Вернувшись домой и подведя итог прожитому дню, он уже и сам не знал, кого из троих больше ненавидит: Верона, Шевалье или Рюш… Лишь позднее, совсем поздно ночью, он увидел лицо Рюш, которое все время силился вспомнить, чтобы еще острей его возненавидеть. Оно показалось Марку измученным. Когда он был у нее, он видел только ее жесткий взгляд, ее колючую ненависть… Теперь он увидел ее лицо. Она тоже была несчастна…
Тем хуже! Тем хуже!
В последующие дни он жил в состоянии одержимости, которая не покидала его ни на минуту. Он заставлял себя работать – ничего не поделаешь, надо! И он работал, но машинально. Он переоценивал ценности, и это всецело поглощало его, как навязчивая идея. Он ничего не мог предпринять.
Единственным облегчением было бы написать матери.
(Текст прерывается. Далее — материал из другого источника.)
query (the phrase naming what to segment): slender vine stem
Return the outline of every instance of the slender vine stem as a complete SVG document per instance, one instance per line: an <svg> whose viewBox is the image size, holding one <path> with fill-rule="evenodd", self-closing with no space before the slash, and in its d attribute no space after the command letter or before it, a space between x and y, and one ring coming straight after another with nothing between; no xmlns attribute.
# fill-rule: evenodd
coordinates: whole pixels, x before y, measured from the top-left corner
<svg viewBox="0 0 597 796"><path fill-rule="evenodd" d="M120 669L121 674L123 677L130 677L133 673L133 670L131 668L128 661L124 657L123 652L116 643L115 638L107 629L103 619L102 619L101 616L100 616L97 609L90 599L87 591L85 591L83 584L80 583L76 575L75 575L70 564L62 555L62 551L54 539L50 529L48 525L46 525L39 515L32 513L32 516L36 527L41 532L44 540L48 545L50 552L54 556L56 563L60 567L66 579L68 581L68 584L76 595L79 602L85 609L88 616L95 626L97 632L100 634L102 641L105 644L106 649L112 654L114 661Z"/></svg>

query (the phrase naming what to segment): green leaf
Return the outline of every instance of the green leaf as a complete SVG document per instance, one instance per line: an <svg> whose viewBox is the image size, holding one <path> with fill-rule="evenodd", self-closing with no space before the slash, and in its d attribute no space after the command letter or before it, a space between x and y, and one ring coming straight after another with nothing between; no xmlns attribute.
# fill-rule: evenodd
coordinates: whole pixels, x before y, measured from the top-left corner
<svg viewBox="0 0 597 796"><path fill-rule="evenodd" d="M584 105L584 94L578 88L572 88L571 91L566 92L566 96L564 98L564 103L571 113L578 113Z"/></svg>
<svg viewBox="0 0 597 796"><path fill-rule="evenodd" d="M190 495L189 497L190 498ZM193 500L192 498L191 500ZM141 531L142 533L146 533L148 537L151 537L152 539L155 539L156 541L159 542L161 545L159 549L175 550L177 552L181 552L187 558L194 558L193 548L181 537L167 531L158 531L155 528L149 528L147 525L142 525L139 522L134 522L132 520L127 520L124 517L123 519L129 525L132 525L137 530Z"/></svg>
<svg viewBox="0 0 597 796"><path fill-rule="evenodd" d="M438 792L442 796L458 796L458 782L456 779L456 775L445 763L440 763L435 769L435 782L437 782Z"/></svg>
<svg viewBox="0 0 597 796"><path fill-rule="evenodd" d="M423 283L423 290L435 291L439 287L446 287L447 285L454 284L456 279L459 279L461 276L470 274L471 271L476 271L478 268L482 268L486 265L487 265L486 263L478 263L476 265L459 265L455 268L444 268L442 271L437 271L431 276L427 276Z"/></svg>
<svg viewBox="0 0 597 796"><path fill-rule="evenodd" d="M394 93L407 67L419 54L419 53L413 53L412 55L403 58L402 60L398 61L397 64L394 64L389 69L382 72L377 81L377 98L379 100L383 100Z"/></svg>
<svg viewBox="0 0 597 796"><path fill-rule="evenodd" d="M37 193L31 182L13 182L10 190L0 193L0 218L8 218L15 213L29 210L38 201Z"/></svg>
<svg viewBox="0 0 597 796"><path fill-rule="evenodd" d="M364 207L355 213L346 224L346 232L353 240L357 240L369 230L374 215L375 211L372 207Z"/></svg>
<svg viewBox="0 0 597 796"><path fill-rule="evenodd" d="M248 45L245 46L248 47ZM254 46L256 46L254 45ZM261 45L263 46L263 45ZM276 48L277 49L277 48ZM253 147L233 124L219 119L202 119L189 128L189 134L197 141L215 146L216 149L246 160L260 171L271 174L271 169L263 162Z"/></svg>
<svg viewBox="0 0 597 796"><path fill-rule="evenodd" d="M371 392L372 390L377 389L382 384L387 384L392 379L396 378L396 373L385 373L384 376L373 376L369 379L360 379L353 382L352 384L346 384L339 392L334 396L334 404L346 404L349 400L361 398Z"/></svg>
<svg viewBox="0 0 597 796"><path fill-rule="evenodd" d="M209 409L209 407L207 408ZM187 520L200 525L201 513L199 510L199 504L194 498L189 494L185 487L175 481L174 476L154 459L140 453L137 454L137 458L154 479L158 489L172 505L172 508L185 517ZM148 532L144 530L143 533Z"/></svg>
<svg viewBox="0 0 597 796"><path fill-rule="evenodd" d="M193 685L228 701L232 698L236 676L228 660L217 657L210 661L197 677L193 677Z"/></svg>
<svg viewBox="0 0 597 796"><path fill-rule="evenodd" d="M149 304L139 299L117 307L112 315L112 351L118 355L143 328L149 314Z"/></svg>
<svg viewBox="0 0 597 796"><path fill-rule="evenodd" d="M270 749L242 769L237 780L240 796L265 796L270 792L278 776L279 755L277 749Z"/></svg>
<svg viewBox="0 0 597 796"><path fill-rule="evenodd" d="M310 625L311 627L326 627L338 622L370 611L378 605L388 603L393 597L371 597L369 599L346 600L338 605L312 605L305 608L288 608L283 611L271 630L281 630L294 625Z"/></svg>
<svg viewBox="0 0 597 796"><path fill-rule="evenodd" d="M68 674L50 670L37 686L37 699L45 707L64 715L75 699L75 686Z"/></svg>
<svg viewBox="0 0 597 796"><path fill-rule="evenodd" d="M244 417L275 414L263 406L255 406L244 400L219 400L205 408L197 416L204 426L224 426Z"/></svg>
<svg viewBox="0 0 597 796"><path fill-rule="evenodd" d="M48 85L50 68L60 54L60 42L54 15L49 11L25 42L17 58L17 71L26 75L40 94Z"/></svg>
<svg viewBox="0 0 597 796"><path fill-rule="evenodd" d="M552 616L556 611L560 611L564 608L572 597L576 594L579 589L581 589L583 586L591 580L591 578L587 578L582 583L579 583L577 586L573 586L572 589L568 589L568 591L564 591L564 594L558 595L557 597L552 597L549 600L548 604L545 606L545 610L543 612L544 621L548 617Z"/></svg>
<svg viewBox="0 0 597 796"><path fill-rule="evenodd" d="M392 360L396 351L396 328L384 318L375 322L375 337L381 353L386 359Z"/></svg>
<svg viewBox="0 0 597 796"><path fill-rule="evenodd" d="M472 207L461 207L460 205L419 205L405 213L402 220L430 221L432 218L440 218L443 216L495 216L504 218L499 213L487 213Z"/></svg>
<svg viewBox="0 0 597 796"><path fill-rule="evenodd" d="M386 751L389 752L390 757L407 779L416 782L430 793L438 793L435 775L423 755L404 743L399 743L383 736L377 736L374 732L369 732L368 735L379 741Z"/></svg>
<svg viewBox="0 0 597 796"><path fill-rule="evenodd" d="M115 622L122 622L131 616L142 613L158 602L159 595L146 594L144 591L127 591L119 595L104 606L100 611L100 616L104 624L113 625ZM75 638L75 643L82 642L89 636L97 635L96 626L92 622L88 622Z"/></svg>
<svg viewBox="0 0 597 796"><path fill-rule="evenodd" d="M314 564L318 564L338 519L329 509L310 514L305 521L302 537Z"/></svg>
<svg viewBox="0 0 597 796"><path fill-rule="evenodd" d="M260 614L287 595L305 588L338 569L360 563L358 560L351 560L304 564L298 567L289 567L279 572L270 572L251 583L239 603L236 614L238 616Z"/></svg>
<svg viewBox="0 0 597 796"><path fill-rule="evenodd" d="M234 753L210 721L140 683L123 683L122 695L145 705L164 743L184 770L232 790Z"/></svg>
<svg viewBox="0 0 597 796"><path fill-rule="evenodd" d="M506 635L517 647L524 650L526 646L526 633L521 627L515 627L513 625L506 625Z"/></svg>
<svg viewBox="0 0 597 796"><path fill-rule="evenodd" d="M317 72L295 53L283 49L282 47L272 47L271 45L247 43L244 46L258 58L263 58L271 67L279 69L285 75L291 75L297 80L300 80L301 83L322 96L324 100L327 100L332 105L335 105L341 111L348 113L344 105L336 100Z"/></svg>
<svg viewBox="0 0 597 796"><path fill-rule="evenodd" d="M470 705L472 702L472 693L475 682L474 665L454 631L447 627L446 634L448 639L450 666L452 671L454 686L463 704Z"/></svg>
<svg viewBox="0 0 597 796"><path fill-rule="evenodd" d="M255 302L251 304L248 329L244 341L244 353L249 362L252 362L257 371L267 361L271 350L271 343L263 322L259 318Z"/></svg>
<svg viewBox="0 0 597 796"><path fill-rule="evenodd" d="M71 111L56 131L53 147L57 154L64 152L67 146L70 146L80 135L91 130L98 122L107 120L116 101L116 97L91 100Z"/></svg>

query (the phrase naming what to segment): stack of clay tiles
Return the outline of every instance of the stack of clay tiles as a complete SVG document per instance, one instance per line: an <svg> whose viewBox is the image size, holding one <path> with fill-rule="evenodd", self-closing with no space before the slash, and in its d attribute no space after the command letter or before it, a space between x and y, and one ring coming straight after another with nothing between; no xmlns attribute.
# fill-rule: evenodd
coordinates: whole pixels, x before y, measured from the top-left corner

Но что могла она ему посоветовать? Они привыкли делиться друг с другом своими горестями. На этот счет у них был молчаливый уговор. Марк почувствовал прилив гордости и благодарности, когда Аннета первая написала ему о том, во что мать обычно сына не посвящает, – прямые, правдивые и суровые слова о своей жизни и о своих трудностях, как пишет товарищ товарищу. Марк не сказал ей, как он был взволнован. Он отплатил ей тем, что стал состязаться с ней в откровенности. С его стороны откровенность заходила очень далеко;
Аннета иной раз поражалась, но никак этого не показывала. Она понимала, что это не бесстыдство, а потребность в облегчении: он раскрывал перед ней всю душу, до дна. И нельзя было заподозрить его в нездоровом выставлении напоказ своих пороков в духе Жан-Жака. Можно было догадаться, что он краснеет, что он сам себе говорит: «Она будет меня презирать… Ну что ж, все равно!.. Я должен…» Зато теперь оба были уверены – ни один не отвергнет того, в чем исповедуется другой: «Мое – твое. Твое – мое…» Великое счастье – общность крови в хаосе жизни. Не однажды спасала она Марка и Аннету. Когда от усталости и отвращения кровь приливает к сердцу, клапаны ритмически сжимаются и разжимаются и направляют ее в артерии. Не так важно, чтсбы непременно пришел совет. Достаточно обратиться, и уже слышишь ответное биение сердца. Марк почувствовал облегчение на одну ночь, после того как написал матери.
А спустя шесть дней он был немало удивлен, когда к нему пришел Жан-Казимир. Вот уж кого он никак не ожидал!
– Ты получил?.. – пробормотал Марк.
– Я получил твое письмо, – сказал Жан-Казимир. – Я должен был бы знать из газет. Но ты хорошо сделал, что написал мне. Я как-то пропустил это дело.